The railway was good for this, it did the job very well until it was closed.

It's all very well to talk of integrated transport and a plan, but what is needed is infrastructure. The light rail in Hunter Street has everyone with any sense concerned that it will be a disaster.

The sensible thing to do would be to reinstate the railway or if no one wants to do that put the light rail in the rail corridor and build the university campus and any other developments in the rail corridor so that trains can run under them.

This has been done successfully in other cities in Australia so I fail to see why we can't do this in Newcastle. Those who don't want to know about such possibilities have about as much vision as Mister Magoo.  

Peter Sansom, Kahibah

City left wanting

CONGRATULATIONS to the federal and state Liberal voters of Newcastle and the Hunter – you and your team have done it to us again.

No public hospital, no cruise ship terminal. Oh yes, we are getting a hospital, a privately-operated one. The one we help prop up now costs millions a year of taxpayers dollars but what does that Mater (pardon the pun).

The only time the Liberal party knows that Newcastle exists is if a port needs to be sold or a train line is to be removed and to be told like a little child this is where a project is going, no questioned asked.

Ray Davidson, Birmingham Gardens

Against immigration

I RECENTLY received this email from somebody abroad – apparently Pauline Hanson is being lauded by increasing numbers of those disillusioned with immigration and lack of integration.
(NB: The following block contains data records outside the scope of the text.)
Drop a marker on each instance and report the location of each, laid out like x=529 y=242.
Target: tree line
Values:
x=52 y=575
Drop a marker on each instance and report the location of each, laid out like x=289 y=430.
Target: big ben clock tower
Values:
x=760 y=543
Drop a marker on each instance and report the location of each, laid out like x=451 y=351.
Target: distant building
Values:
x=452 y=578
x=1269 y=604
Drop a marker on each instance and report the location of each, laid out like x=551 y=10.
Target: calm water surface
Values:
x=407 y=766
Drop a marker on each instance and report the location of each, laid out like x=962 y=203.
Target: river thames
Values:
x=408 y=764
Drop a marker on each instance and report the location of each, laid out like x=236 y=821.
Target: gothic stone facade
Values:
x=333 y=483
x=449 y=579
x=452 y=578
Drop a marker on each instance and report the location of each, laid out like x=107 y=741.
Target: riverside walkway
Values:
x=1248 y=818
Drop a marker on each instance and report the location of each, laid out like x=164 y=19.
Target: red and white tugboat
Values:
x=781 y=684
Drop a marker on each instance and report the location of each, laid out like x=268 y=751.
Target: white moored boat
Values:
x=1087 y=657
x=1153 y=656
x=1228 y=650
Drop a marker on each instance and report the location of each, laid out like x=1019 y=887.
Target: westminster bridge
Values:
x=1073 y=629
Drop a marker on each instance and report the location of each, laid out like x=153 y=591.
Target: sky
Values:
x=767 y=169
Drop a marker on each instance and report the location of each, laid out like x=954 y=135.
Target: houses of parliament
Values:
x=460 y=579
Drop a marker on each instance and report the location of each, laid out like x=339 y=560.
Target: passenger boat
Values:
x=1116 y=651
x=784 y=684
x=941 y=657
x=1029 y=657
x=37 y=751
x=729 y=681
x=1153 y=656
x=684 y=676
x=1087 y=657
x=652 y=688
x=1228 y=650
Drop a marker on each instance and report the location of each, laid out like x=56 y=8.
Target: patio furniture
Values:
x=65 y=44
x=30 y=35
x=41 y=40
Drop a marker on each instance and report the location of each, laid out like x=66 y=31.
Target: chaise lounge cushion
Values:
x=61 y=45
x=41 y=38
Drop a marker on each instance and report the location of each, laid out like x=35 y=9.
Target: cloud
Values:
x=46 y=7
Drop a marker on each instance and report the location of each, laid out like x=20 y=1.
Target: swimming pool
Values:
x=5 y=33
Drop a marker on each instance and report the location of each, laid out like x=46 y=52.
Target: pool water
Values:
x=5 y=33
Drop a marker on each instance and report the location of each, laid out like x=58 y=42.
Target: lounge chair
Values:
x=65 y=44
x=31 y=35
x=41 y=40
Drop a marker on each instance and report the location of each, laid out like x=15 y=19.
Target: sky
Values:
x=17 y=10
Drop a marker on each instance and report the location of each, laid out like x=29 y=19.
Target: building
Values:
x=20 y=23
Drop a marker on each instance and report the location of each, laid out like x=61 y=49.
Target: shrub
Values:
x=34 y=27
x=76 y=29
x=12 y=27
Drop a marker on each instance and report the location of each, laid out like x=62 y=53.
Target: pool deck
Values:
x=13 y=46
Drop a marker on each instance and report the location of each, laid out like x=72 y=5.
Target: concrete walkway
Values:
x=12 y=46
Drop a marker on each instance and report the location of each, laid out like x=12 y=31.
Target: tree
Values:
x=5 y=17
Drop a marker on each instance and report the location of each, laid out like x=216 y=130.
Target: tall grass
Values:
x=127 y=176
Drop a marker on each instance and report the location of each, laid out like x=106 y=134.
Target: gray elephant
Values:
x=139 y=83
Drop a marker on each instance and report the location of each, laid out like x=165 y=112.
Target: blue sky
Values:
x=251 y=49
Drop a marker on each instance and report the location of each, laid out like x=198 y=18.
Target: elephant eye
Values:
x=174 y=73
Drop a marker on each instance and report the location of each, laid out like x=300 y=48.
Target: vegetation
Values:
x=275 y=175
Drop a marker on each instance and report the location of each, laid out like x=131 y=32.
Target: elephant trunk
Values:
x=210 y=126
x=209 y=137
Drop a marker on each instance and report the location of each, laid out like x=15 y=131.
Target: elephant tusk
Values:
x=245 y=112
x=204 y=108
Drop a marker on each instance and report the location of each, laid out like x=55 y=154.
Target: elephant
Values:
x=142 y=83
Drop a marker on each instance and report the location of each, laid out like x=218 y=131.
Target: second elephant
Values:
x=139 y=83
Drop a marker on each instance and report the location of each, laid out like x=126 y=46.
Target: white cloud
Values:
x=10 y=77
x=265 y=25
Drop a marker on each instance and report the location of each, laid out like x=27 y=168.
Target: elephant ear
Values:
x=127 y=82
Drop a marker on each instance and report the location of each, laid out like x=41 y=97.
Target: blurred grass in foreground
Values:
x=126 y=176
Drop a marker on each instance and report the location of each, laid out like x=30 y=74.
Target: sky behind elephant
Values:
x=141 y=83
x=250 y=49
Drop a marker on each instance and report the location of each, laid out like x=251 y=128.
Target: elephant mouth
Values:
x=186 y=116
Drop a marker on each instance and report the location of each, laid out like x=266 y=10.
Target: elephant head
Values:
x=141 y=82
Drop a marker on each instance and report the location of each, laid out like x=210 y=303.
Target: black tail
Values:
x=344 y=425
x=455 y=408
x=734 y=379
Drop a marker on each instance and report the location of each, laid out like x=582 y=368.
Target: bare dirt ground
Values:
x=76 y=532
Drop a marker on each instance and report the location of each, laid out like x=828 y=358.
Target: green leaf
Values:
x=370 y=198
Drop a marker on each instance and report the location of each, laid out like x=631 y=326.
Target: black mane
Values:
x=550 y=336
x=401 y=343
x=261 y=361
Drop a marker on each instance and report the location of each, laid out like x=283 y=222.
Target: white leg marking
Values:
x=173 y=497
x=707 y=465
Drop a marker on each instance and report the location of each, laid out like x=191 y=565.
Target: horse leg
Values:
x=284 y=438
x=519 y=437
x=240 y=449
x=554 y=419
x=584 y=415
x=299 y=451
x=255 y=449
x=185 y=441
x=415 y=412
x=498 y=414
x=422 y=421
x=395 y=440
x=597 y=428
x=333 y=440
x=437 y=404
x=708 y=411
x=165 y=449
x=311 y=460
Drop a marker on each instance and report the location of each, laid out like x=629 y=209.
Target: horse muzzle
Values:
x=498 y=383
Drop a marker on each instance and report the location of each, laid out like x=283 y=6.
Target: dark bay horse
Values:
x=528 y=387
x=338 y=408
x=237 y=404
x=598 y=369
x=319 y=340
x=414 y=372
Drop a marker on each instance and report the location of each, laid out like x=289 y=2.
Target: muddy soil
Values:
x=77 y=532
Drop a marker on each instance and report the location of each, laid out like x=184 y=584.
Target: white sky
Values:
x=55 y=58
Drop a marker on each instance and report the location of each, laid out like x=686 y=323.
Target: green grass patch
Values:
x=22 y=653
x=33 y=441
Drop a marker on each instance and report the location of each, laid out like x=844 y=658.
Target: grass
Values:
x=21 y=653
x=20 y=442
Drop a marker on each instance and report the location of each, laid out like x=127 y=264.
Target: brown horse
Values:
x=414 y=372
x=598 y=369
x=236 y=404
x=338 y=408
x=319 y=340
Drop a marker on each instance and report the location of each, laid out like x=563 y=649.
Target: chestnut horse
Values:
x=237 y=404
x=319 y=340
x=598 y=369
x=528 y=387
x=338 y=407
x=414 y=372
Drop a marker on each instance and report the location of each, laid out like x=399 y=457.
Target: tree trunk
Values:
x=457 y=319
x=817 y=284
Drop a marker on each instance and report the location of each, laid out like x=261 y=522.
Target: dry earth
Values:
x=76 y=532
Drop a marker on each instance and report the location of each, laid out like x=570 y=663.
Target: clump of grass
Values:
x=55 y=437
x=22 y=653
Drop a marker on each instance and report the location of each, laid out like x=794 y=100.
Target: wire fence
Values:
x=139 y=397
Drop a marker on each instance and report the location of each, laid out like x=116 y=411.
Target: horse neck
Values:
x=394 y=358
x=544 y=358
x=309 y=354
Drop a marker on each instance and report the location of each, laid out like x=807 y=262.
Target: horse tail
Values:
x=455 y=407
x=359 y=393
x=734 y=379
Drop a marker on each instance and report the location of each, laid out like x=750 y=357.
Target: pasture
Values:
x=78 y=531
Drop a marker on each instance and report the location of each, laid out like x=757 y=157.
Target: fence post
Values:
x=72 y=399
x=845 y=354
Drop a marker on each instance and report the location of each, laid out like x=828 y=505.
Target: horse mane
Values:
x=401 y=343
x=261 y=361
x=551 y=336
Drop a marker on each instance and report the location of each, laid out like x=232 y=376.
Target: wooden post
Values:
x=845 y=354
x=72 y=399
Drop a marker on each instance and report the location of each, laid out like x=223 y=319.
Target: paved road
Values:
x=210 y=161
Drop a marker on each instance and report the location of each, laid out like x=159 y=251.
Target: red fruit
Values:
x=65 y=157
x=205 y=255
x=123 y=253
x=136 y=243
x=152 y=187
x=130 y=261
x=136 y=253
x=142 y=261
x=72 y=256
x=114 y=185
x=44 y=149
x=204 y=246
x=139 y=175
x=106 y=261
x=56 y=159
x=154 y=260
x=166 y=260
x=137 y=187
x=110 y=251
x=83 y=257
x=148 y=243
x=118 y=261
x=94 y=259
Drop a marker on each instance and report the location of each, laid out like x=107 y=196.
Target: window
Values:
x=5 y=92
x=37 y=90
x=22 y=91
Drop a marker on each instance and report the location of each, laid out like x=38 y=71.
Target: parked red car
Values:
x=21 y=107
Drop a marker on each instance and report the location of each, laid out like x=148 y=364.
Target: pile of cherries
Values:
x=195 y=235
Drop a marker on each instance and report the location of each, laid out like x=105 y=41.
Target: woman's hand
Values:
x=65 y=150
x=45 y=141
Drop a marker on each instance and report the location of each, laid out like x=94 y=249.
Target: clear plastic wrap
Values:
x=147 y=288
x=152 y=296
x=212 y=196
Isis is being thrashed in Africa and as predicted years ago terrorism will proliferate around the world.

The childish actions of the Green party members in walking out on Hanson’s inaugural speech will serve to show them up as having closed minds and a capacity to ignore the truth – that the vast majority of Australians don’t want immigrants coming into this country.

We should all thank God for somebody like Pauline Hanson – perhaps the Prime Minister will listen to her once in a while.

Tom Edwards, Wangi Wangi

Picking the wrong port

THE preference of Eden over Newcastle for a cruise ship terminal, is a no-brainer.

I would prefer clean deep crystal waters in a historical fishing community over a dirty, often smelly harbor of coal ships.

I believe Newcastle missed the boat by not promoting Port Stephens as a cruise ship terminal, having the same crystal water as Eden but far more tourism engagements.